Our first such in-person training in the facilities of our new NCACH Conference Room at 801 Eastmont Avenue occurred on March 30 with members of our regional recovery coaches.  Verónica Arroyo-Pérez, Community Resource specialist at Action Health Partners (and the 211 representative for Chelan and Douglas counties), presented a look into the web-based resources of the 211 system and how they can be used as tools to advocate for community needs.  About a dozen recovery coaches who are connected with the Alano Club of Wenatchee and the Central Washington Recovery Coalition took part in the training.  Our participants had a chance to each grab a laptop and do some hands-on digging, learn what features they could use in their work, and offer feedback to help improve the online resources from 211.

Since 2019, NCACH has helped train just over 100 recovery coaches. One training can have far-reaching ripple effects. Many of those who have received training through NCACH are employed to do recovery coach work for their communities at sites such as HopeSource, Family Health Centers, and Women’s Resource Center.  They are all part of the effort that includes advocating for people who are entering recovery, bringing Narcan vending machines to our region (with a location added in Omak — now the third such site in the region — at the end of March), and taking action to assist community members in order to promote and sustain their long-term recovery.

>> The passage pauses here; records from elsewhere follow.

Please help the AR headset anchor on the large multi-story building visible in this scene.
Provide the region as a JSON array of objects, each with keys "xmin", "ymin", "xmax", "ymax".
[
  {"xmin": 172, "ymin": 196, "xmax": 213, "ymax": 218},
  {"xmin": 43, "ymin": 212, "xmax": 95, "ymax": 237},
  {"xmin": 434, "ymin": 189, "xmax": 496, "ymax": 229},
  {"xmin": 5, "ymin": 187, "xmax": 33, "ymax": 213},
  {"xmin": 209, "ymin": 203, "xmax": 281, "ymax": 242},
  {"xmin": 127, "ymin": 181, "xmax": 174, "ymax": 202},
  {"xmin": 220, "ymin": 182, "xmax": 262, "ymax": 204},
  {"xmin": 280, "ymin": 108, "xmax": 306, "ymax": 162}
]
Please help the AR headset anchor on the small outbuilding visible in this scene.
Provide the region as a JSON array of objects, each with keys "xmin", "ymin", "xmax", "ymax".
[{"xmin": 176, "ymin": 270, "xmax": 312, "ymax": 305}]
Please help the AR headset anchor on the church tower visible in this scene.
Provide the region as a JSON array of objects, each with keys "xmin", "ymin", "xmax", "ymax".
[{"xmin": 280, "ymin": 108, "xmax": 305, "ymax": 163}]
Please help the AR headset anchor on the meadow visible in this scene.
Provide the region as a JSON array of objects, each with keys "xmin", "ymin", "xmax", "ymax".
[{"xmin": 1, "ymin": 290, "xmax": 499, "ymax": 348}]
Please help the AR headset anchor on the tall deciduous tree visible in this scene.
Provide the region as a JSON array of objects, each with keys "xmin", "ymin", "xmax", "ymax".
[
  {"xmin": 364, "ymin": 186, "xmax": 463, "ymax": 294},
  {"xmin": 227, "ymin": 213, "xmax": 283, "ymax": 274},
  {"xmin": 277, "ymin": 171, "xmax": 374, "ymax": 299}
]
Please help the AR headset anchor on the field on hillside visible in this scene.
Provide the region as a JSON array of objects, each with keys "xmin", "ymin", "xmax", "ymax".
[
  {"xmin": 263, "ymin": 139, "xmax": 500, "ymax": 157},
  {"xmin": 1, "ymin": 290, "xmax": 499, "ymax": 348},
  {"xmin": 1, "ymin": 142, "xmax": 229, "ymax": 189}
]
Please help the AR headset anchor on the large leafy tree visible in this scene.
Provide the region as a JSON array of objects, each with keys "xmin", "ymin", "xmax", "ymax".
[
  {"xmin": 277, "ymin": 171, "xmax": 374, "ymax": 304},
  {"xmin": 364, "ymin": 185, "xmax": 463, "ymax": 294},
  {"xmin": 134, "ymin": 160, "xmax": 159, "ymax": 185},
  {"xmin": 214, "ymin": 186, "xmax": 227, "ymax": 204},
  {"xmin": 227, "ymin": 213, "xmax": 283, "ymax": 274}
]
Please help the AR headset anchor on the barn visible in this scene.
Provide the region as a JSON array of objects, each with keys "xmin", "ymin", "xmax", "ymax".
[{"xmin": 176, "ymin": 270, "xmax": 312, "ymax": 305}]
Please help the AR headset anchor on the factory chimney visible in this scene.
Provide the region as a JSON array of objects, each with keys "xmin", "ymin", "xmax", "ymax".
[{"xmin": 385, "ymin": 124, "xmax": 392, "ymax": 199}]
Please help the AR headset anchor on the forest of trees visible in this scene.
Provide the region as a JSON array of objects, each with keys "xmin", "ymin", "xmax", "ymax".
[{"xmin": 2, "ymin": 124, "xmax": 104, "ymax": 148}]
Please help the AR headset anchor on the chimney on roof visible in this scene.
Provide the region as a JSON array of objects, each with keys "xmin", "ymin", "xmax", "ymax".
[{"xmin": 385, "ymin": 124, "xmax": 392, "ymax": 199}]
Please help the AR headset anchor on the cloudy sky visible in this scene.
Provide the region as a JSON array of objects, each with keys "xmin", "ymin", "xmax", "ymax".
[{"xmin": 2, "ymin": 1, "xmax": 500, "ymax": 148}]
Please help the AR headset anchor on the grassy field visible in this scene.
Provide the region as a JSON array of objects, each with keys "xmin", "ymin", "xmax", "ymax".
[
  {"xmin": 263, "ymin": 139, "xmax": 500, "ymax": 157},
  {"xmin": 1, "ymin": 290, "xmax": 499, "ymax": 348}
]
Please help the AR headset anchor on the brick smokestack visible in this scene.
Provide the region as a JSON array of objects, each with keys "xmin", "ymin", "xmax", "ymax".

Recovery coaches are game-changers who assist others by providing mentorship, help others overcome obstacles, and offer key emotional supports.  The recovery coach model is self-directed and individualized, and workshops such as those being offered by NCACH helps those coaches further focus on how they view all of the pieces of what they do toward holistically supporting recovery and the person-centered path of each individual’s recovery.

Workshops that build connections such as this one between the region’s recovery coaches and the 211 system are an essential part of the ongoing outreach NCACH does with our entire network of partners to become better together in our mutual work, and to build better health for our communities.